LOS ANGELES – When the Lakers had most of their star power healthy recently, their starting lineup featured three players — Malik Beasley, Jarred Vanderbilt and D'Angelo Russell — who were on the Timberwolves less than a calendar year ago.

When the team takes the floor Friday night, the Lakers likely won't have Russell, who is listed as out because of a sprained ankle. The Lakers also won't have another significant member of their starting lineup, LeBron James, who is out multiple weeks because of a foot injury.

But the Wolves are going to face old friends Beasley and Vanderbilt for the fourth time this season. The pair will end up facing the Wolves five times total should both be healthy when the Lakers come to Minneapolis on March 31. The Wolves had a hand in making this happen, as they were a part of the three-team trade that sent each to Los Angeles.
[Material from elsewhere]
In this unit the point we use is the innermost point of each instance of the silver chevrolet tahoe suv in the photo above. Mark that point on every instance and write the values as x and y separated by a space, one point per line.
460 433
It was the second time in their careers that they were traded together and each time involved Wolves President Tim Connelly, who traded them twice, once in Denver and once with Minnesota.

They are 2-1 against the Wolves so far when they played with Utah, and they helped that team defy early-season expectations to join the mix for a playoff or play-in spot. Now they are trying to boost the Lakers to the same position. The Wolves hold a 1 ½ game lead on the Lakers headed into Friday.

"I'm sure [extra motivation] exists for them," coach Chris Finch said. "Obviously whenever they make a play they let the bench know about it. That's always fun."

Finch said that last sentence in his best deadpan tone.

Beasley has averaged 16 points in the three meetings against the Wolves this season while Vanderbilt has averaged 10.3 points and 10.7 rebounds against his former team.

"It's friendly competition," Wolves guard Nickeil Alexander-Walker said. "You build relationships with these guys so you're going to want to talk smack and win the game. I know being traded from a team does add fuel to it, being there multiple times. It's definitely going to be one of those games where everyone is friendly until the game comes."

Alexander-Walker was most recently teammates with Vanderbilt and Beasley in Utah, and he said it was "sad" that the team had to break up.

The Wolves said they will likely have a little extra incentive, even after facing them three times already this season.

"We get amped up. Especially Jaden [McDaniels], he was talking about it," center Naz Reid said. "He was trying to guard D-Lo as well. Those matchups are always fun. Those are guys you know personally and then they're going to bring it on both sides of the floor."

This matchup has more urgency than any other time they have faced each other this season. The Lakers are trying to keep their playoff hopes afloat while James recovers. Vanderbilt has been a big part of that, as the Lakers fan base has fallen in love quickly with his brand of hustle and defense. Vanderbilt keyed a 27-point comeback victory over the Mavericks on Sunday with 15 points and 17 rebounds.

Recent articles from the Lakers beat have referenced Vanderbilt being "a steal" in the trade.

"His value for our team, you can't even put it into words," forward Anthony Davis told reporters after the Dallas game.

The Wolves are rooting for their former teammates. They just need them to not play as well Friday.

"It's all love," Reid said. "But definitely going to bring that [extra energy]. It's an internal game between us and we're all playing hard and having a great game against each other."